In a separate paper presentation, criminology professor Etannibi Alemika cautioned that AI in criminal justice could deepen injustice if its limits were not widely understood. He said poor and marginalised people could be especially exposed to harm if automated systems were used without proper scrutiny, adding that the key questions were where AI should be applied, how it should be used and how decision-makers should interpret its outputs.

The Nigeria Police Force also signalled interest in the technology, saying it sees value in AI and other digital tools for intelligence gathering, predictive policing and operational efficiency.
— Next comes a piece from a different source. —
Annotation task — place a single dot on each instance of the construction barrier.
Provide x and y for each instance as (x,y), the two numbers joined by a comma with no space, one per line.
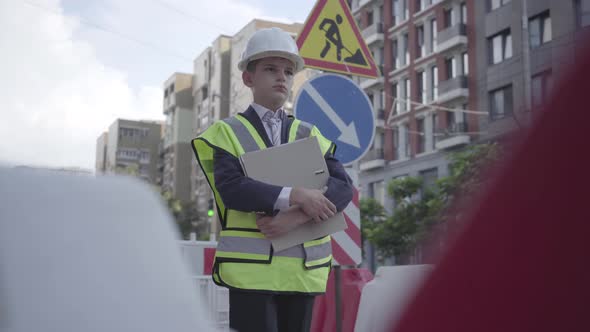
(199,256)
(324,311)
(385,298)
But a representative for Inspector General of Police Tunji Disu said those gains must be balanced with respect for human rights, ethical standards and public trust, with the force committed to upgrading its institutions, training officers and aligning with global best practice.

Researchers and policy experts have made similar arguments in recent work on AI and crime prevention in Nigeria, saying the technology could strengthen law enforcement if backed by investment in infrastructure, capacity building and clear rules. Their concern mirrors the broader debate now emerging in Abuja: not whether AI should enter the security sector, but whether the country can govern it well enough to prevent new forms of abuse.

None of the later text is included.